What informs your work? What inspires you? 
I am mainly if not exclusively inspired by what we are as humans: we are like diamonds in the rough. I am convinced that we have not evolved at all since the Stone Age. I have two children—childhood represents humanity in its natural state—and since they were born I have closely observed the way they interact with their environment, with objects: they don’t necessarily choose the toy you’d expect. Ultimately, we are all driven by the same impulses: power, sex, transcendence, belief, nesting… What has evolved are the tools, the artefacts we have available to us. So, whatever type of project I’m working on, I don’t think about the form or the technique at the beginning, but rather the relationship between the human being in their natural state and the surrounding environment. The relationship between humans and things will in turn change the way humans relate to each other—that’s what we have to bear in mind.

Who are your role models, in terms of people or projects? 
It’s not designers who inspire me because what they produce is food that has already been digested, stripped of its essential nutrients. I prefer people like Richard Buckminster Fuller, the American personality whose work spanned architecture, design, mathematics and complex geometric structures. These kinds of people interest me because they weren’t considering their field of expertise but rather the state of the world and the times they were living in. 
This kind of thinking reminds me of that of the Enlightenment which looks at the world as it is and responds proactively, whether in alignment with or in opposition to it.
The only thing of any importance, the only question to ask oneself is: “What response can I bring to this world?”, and that response can be written, theoretical, material or take any other form.
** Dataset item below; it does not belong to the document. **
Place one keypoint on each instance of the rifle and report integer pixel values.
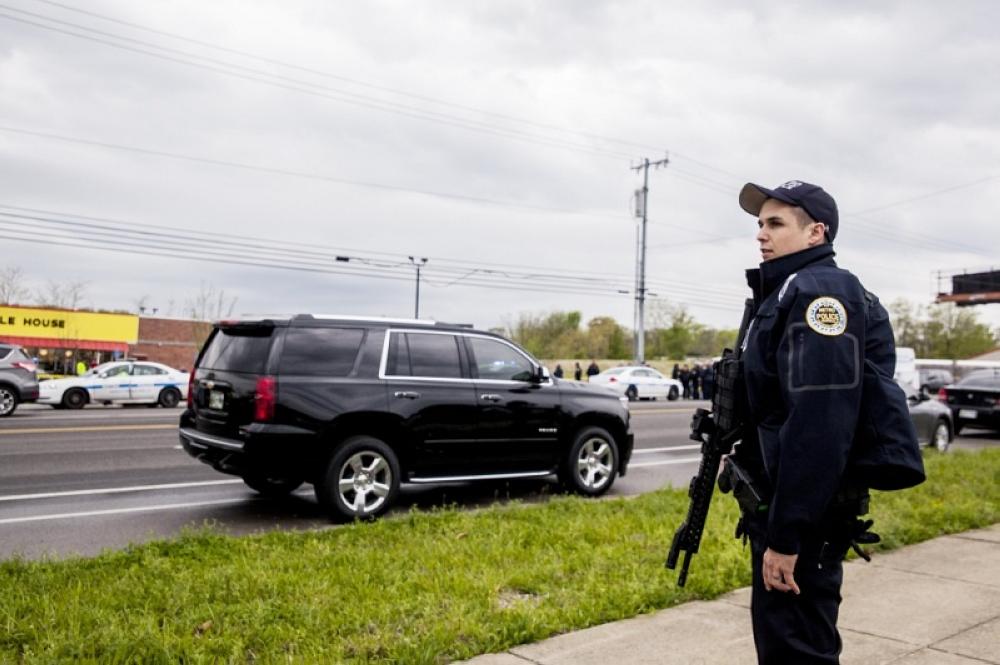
(717, 430)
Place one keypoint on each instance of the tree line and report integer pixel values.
(672, 333)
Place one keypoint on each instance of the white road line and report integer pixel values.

What compliment about your work as a designer do you most appreciate?
What I have heard people say and which is the nicest compliment anyone could pay me is: “That project, that object makes me feel more alive”… Because the most important realisation we can have is that we are alive right now in this world and that it is a miracle, that it’s only by the merest chance that we are here at all… That things—because it’s only things that we’re making, after all—can make us conscious of that is the aim and therefore the ultimate compliment.

Is there a city that inspires you or speaks to you? 
I feel quite good in Paris, it’s a city that has managed to find a balance between a relaxed rhythm of life and yet with enough energy to be able to work. Corsica also comes to mind – a place I’m very attached to although I’m not sure I could live there. I see it as a small extra bedroom in the apartment of my life. My father lived there during the war and I’ve been going there since I was a boy. Only an hour and a half away, the pace of life is slower, but it doesn’t feel outrageously exotic. 
I’m not someone who loves to travel because I can’t stand jet-lag, so paradoxically, the farther I travel, the less time I spend there, even if it means spending just one day there, like when I go to Hong Kong for example.
I’m definitely like the Neanderthals – I never stray too far away or for too long from my cave.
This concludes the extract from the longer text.